Nathan Tallman edited this page Nov 4, 2019 · 39 revisions

File Layout in CHO Batches

Jump to examples.

  • These file specifications are an extension of Penn State's local digital object guidelines.
  • These file specifications apply to batches imported and exported only. CHO will natively store files using a machine-efficient layout and naming convention. For preservation storage CHO will use the Oxford Common File Layout to store individual work and collection packages in (1.x feature).
  • Batches
    • Batches can contain one or more works.
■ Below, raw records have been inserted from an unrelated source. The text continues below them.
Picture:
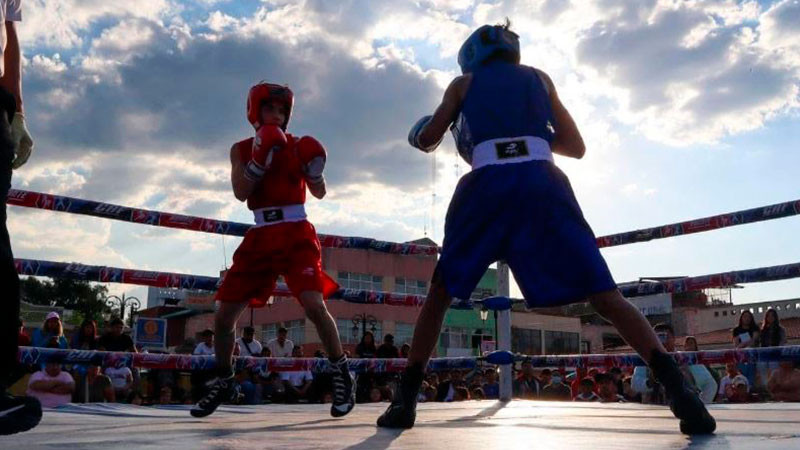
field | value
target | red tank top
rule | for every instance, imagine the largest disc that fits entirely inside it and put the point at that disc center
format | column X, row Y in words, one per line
column 283, row 183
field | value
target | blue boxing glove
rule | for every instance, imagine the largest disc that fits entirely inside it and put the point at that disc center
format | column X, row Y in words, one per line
column 416, row 130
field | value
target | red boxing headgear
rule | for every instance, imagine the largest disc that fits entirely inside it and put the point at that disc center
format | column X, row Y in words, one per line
column 267, row 92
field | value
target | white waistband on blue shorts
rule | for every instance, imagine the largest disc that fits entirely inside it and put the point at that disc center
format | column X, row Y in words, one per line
column 279, row 214
column 510, row 151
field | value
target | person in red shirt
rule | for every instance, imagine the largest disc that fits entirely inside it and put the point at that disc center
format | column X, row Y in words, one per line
column 271, row 172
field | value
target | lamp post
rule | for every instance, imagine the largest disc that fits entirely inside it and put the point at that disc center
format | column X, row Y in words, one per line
column 360, row 321
column 124, row 303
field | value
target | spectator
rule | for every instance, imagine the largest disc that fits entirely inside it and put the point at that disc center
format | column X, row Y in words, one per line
column 628, row 392
column 122, row 380
column 696, row 375
column 544, row 377
column 387, row 349
column 526, row 386
column 114, row 340
column 249, row 346
column 23, row 340
column 772, row 334
column 460, row 394
column 299, row 382
column 557, row 389
column 586, row 393
column 274, row 388
column 94, row 387
column 85, row 337
column 746, row 334
column 607, row 389
column 739, row 390
column 726, row 390
column 52, row 386
column 784, row 383
column 52, row 330
column 247, row 388
column 491, row 388
column 366, row 348
column 165, row 396
column 281, row 347
column 206, row 345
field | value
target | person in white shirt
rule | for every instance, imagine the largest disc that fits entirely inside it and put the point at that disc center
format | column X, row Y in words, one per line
column 281, row 347
column 297, row 383
column 206, row 347
column 248, row 346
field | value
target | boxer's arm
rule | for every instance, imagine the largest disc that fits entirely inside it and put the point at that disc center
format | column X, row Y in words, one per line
column 446, row 113
column 242, row 186
column 12, row 77
column 567, row 140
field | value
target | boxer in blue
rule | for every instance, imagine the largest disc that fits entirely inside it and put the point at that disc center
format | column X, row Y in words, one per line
column 517, row 206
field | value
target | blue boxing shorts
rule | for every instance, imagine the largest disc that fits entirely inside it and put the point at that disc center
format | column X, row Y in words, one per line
column 525, row 214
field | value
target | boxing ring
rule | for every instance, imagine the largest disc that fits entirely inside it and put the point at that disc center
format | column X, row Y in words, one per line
column 471, row 424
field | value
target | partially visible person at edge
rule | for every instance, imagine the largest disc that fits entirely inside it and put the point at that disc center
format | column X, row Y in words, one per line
column 747, row 335
column 771, row 334
column 17, row 413
column 272, row 171
column 517, row 206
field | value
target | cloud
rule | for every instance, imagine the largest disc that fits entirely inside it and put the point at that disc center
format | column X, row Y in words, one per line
column 685, row 77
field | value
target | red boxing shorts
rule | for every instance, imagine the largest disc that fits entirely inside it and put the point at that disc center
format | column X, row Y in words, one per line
column 290, row 249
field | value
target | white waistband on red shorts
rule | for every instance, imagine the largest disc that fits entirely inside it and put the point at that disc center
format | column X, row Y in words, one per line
column 510, row 151
column 273, row 215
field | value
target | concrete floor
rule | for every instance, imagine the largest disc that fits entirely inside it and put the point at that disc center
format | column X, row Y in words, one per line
column 453, row 426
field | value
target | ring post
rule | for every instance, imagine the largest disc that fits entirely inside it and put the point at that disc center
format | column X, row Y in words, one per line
column 504, row 331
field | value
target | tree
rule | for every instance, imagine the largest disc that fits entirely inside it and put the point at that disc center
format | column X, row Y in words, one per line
column 77, row 295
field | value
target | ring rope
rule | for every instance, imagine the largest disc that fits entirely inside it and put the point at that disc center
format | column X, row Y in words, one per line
column 30, row 199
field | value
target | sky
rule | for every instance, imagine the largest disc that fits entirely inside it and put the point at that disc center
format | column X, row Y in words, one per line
column 688, row 109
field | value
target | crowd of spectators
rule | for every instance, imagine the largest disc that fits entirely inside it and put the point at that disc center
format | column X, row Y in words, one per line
column 54, row 384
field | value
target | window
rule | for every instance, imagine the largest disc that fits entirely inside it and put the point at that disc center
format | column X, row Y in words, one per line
column 561, row 342
column 481, row 293
column 413, row 287
column 403, row 332
column 526, row 341
column 360, row 281
column 345, row 327
column 456, row 337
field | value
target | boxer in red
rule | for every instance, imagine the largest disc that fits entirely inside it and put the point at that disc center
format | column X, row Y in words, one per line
column 271, row 171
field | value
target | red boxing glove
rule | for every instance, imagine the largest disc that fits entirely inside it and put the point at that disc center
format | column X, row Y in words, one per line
column 269, row 138
column 312, row 157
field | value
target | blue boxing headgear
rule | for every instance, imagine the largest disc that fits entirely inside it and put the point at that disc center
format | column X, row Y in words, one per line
column 485, row 42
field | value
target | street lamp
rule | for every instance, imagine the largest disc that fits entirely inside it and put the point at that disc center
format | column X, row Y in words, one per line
column 360, row 321
column 124, row 303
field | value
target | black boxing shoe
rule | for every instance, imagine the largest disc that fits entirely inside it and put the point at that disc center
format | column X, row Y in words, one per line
column 344, row 388
column 18, row 414
column 221, row 390
column 402, row 413
column 683, row 401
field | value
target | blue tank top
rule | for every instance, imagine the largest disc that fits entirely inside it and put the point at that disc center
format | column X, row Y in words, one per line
column 504, row 100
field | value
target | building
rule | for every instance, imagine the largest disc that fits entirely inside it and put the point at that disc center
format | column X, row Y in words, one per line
column 463, row 331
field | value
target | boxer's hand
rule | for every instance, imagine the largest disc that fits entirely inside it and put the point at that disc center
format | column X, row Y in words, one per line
column 416, row 131
column 23, row 142
column 269, row 138
column 313, row 158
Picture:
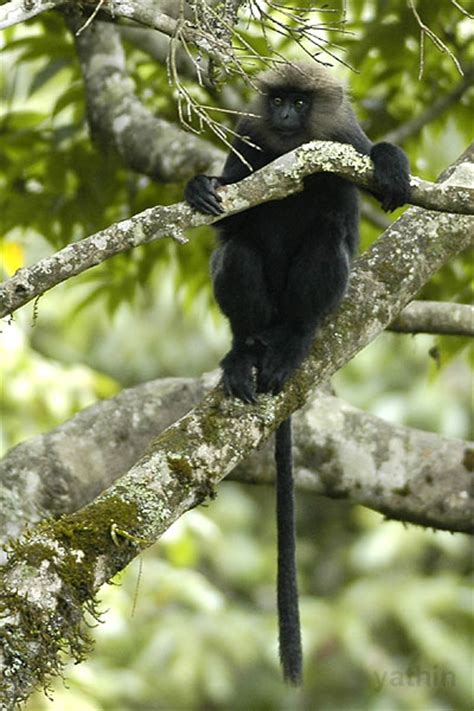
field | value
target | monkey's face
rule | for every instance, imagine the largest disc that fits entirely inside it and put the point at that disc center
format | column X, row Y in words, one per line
column 287, row 116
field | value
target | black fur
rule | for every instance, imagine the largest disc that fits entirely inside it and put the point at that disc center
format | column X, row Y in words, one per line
column 283, row 266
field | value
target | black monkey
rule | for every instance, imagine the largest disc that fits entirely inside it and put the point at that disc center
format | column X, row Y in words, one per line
column 283, row 266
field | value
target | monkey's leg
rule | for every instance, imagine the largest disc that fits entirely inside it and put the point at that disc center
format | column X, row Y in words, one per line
column 316, row 284
column 241, row 292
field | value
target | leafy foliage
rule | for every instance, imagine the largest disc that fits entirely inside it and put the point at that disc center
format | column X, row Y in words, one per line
column 384, row 609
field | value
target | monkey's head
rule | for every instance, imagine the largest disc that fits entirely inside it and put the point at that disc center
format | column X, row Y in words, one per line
column 298, row 103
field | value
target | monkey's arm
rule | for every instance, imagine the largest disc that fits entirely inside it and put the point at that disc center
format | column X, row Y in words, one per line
column 201, row 191
column 391, row 167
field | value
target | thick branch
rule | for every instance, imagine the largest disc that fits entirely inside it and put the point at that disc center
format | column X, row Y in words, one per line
column 16, row 11
column 59, row 565
column 281, row 178
column 66, row 468
column 435, row 317
column 145, row 142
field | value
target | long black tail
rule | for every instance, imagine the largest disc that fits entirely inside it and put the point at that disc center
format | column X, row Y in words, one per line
column 291, row 655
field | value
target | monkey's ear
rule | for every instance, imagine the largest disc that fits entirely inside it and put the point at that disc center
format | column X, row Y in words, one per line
column 329, row 98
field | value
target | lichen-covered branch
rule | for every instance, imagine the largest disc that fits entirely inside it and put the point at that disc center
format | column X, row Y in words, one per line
column 16, row 11
column 339, row 451
column 58, row 566
column 277, row 180
column 435, row 317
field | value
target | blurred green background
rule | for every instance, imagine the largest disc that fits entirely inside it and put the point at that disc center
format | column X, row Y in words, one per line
column 386, row 608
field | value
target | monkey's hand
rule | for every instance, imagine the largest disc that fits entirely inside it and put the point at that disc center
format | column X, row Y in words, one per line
column 201, row 194
column 238, row 377
column 391, row 175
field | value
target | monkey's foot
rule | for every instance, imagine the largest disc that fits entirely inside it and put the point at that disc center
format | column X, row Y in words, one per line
column 283, row 355
column 238, row 378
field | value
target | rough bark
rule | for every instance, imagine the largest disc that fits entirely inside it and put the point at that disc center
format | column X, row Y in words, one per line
column 340, row 451
column 282, row 177
column 57, row 567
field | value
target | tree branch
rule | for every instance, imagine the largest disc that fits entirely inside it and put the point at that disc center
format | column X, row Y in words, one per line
column 59, row 565
column 66, row 468
column 146, row 143
column 16, row 11
column 435, row 317
column 275, row 181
Batches can only directly contain works, not entire collections or just file sets or files.
    • All works have to be in their own directory inside the bag's data directory.
  • Works
    • Simple works contain all their file sets in one directory.
    • Nested works contain two or more sub-directories, which include file sets. [Subject to change, 1.x feature.]
  • File Sets.
    • Normal file sets require a _preservation or _service file to be present. CHO derives normal file sets from the unique characters in the filenames, minus the extension and base. This is usually an incremental counter such as 0000_000.
    • Representative file sets require an _access file to be present. CHO derives representative file sets from filenames with identifiers, suffixes, and no incremental counters. Representative file sets do not need metatdata as they are already described with work-level metadata.
  • File Suffixes (Classes map to PCDM Use [RDF])
    • _preservation = preservation master (master preservation file, e.g. tiff, wav, avi)
    • _preservation-redacted = redacted preservation master
    • _service = service master, access master (master service file for viewers, e.g. jp2, dv)
    • _access = access derivative for user download (e.g. pdf, jpg)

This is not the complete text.